Dualism [Nature vs. Human] protected us from the realization of “materialistic monism,” the nihilistic of understanding the lifelessness of nature. We could, in time, come to regard other organic beings as “behaving matter,” for we ourselves seemed protected from such reduction through the great wall of dualism. (p.90)

However, we have now started to absorb humans into the category of nature again, through the very scientific study that began the reliance on this artificial dualism. That we can now study human behaviour, human anatomy etc. scientifically, and that science has shown humans to have evolved from nature situates human at least partially in the realm of material objects – or Nature.
That which is not clearly material, objective in the modern sense, must be an artifact of some sort, an “epiphenomenon.” But when that epiphenomenon is consciousness, over very means of access to the “real” world, the consequences of this assumption are troubling to say the least. (p.91)

…we have rigorously defended a dualism that permits us to think of ourselves as fundamentally unlike anything else on the planet, if not the universe, and to establish a concept of Nature through which to characterize all else.
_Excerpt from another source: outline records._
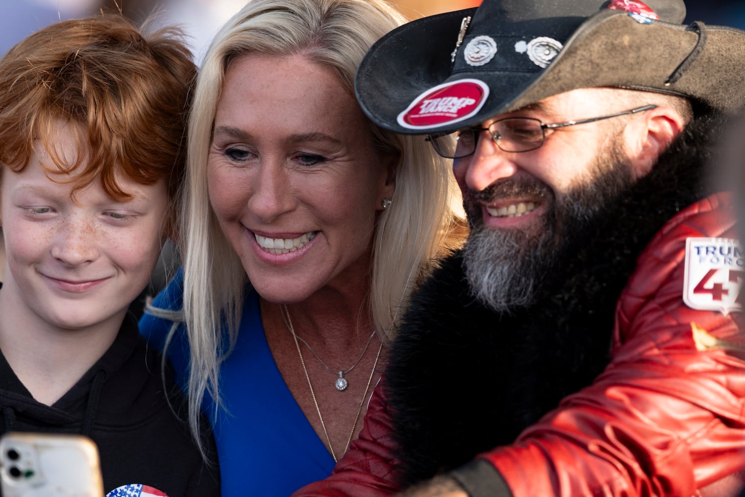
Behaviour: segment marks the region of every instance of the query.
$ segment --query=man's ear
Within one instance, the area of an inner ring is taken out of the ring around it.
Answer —
[[[626,151],[636,180],[646,176],[658,157],[682,131],[685,121],[673,107],[660,106],[629,121],[624,130]]]

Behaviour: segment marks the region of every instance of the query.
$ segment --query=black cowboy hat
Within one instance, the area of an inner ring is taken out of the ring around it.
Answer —
[[[484,0],[378,40],[355,92],[398,133],[449,132],[578,88],[682,95],[734,112],[745,104],[745,31],[680,23],[682,0]]]

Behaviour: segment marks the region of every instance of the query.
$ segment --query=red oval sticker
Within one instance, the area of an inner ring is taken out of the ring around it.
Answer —
[[[399,124],[410,130],[426,130],[474,115],[489,96],[484,81],[463,79],[438,85],[417,97],[399,114]]]
[[[611,0],[606,8],[614,10],[625,10],[656,21],[659,20],[657,13],[649,5],[640,0]]]

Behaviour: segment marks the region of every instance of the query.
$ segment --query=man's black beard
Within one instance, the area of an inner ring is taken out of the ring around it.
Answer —
[[[591,168],[592,179],[557,199],[542,182],[530,183],[507,178],[482,191],[466,191],[463,206],[471,234],[463,250],[463,265],[471,292],[498,312],[534,303],[541,286],[565,257],[568,247],[587,238],[587,227],[603,206],[633,183],[631,167],[618,145]],[[545,206],[542,229],[527,232],[492,229],[484,225],[481,206],[499,197],[539,198]]]

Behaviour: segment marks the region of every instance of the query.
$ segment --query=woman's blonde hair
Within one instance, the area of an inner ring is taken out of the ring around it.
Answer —
[[[381,0],[253,0],[218,33],[197,78],[189,121],[180,240],[184,261],[183,319],[191,347],[189,417],[198,435],[205,392],[221,405],[221,361],[235,343],[250,284],[221,231],[207,191],[207,155],[225,73],[250,54],[300,55],[330,68],[350,95],[365,52],[406,19]],[[261,77],[261,75],[247,75]],[[392,77],[395,77],[393,76]],[[370,123],[382,153],[396,153],[393,203],[378,217],[373,241],[370,316],[383,339],[391,337],[400,306],[446,245],[462,218],[460,197],[443,162],[422,137],[398,136]]]

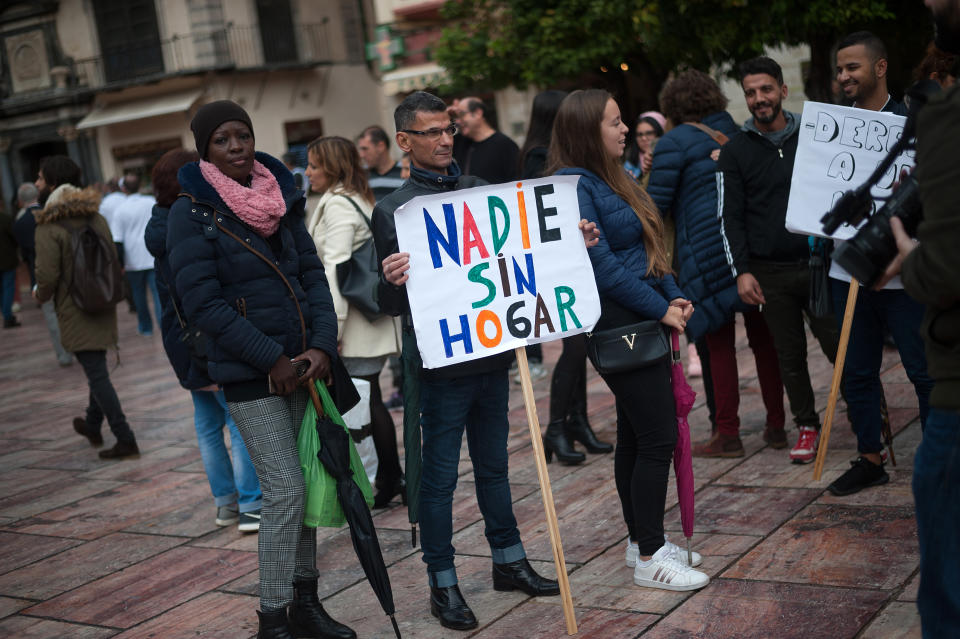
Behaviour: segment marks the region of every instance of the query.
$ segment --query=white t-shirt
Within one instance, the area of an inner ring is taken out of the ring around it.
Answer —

Yet we have also used that concept as the virtual definition of that which is knowable, and we have had no reason to shun it in the examination of ourselves. When we find ourselves about to be subsumed in our own concept, our own real of the “not us,” we have little ground for rejecting the results. The only way to get off our own dissecting table is to admit the fiction. That is, if we want to prevent the realm of humanity or history becoming a subcategory of Nature, we are going to have to admit to ourselves that Nature is in fact a subcategory of Humanity or history – that we are after all the authors of the system we call Nature. And moreover, that we are the authors of the dualism that facilitates the existence of humans and nature as qualitatively distinct entities. (pp. 93-94)


“The liberation of Nature”
In our everyday assumptions, nature is regarded either as the embodiment of natural laws or as “self” – but either way, it is ours. It cannot be encountered as other, because in a sense, it cannot be encountered at all: it is posited as something beyond the human world. The famous dualism conceals the fact that whether we opt for one “side” or the other, we still find ourselves and little more. The other, the genuinely ultrahuman being of nature, has become invisible, it has no place. (p. 121)
He suggests that occasionally people can encounter the truly ultrahuman, as a child or that “…occasionally an exceptional adult can still encounter an animal in all its ultrahumanity.” (p.121)

It is no accident that we find ourselves, in the end, considering the words of creators such as [Annie] Dillard who posses the means of evoking sustained images of otherness – and who are uniquely permitted by society to use the essential, metaphoric language. If, as I have suggested, it required the inspired vision of artists of the past to constitute the “things” which occupy the ordered domain of Nature, it will surely require a similar level of inspiration to reconstitute them. The so-called environmental crisis demands not the inventing of solutions, but the re-creation of the things themselves. (p. 123)

Evernden is unsure whether this re-creation is possible through all the social and cultural constructions we have created to maintain the dualism of humanity and nature. However, if it is possible it is through the work of creative artists who can change the way we see and think about the world around us.